Jason Stanley to speak on U.S. as “incarceration nation” at UNE’s Hume Lecture
Twenty-five percent of the world’s prisoners are in the United States, though the country is home to only five percent of the world’s population.
Addressing this discrepancy and other matters related to the country’s criminal justice system will be the University of New England’s 2015 David Hume Lecture speaker Jason Stanley, Ph.D., professor of philosophy at Yale University. Stanley will present “The War on Thugs: Where Do We Go From Here?” on October 15 at 5:30 p.m. in the St. Francis Room of the Jack Ketchum Library on UNE’s Biddeford Campus. The event is free and open to the public.
The lecture addresses the concern that the United States has become the “incarceration nation,” with more than 2.4 million American citizens in prison or jail. According to Stanley, that number is up from 300,000 in 1972. Millions more, he says, are facing futures that have been destroyed by a system that makes mugshots and criminal records available to any potential employer or landlord who can use the internet.

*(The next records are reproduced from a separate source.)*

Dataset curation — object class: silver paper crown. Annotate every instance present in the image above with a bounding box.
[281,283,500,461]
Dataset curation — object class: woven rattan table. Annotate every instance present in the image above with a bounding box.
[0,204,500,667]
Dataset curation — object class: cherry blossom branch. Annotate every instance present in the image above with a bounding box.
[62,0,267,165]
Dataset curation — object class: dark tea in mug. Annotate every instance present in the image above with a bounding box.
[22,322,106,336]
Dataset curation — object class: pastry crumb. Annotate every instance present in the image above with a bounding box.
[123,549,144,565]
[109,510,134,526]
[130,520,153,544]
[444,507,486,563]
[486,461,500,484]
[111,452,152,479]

Stanley will examine the factors that led the nation to a point where “we lack empathy for our fellow citizens” and will explore ways in which the U.S. must create change in its public culture before the criminal justice system can be remediated.
Before arriving at Yale in 2013, Stanley was a professor at Rutgers University, the University of Michigan and Cornell University. He earned his Ph.D. from MIT. Stanley has authored four books, including his most recent, How Propaganda Works (2015).
The David Hume Lecture is sponsored by The Human Nature Project at UNE and is supported by the Department of History and Philosophy and the College of Arts and Sciences.